The last few days has caused me to give some thought to my little outburst regarding the Handicraft Exchange. I thought I was ready to do this full time - I thought my work was good enough. I'm realizing just how ridiculous that assumption was. I must be delusional.
Since I quit my second job and have decided to have a go at this as close to full time as I can, I've realized just how lazy, ADD, and completely inept I am as a potter and an artist. I need a lot of work! Sitting down at the wheel everyday has shown me how badly in need I am of serious practice and attention to detail and craftsmanship. I'm a beginner, I have to be honest. That BFA means nothing. It was just a start. I can't even throw a proper teapot, or keep my handles from cracking off of my mugs (no matter how many layers of plastic and damp paper towels I wrap them in!) It's laughable for me to draw something I want to throw, and then sit down and actually think I can throw the form I had in mind. I'm still making beginner's mistakes like forgetting to compress the bottoms of my pots after opening the center (HELLO S CRACKS!), and leaving my pots to dry with nothing to cover them, so I end up with bonedry rims and wet feet.

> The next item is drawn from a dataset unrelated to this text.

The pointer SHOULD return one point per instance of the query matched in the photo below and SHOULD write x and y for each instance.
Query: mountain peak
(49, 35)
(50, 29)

This is not to say I'm despairing here. I love getting my hands dirty everyday, and I love drooling over all the things I might be able to make, one day, if I keep working at this. HARD. I'm just saying, maybe it's a little premature of me to set my sights as high as the biggest and best craft fair Indy has to offer. Dreaming big is nice, and it can keep you going, but without hardwork and dedication, it's just dreams. I've really got to focus and stop being so damned lazy.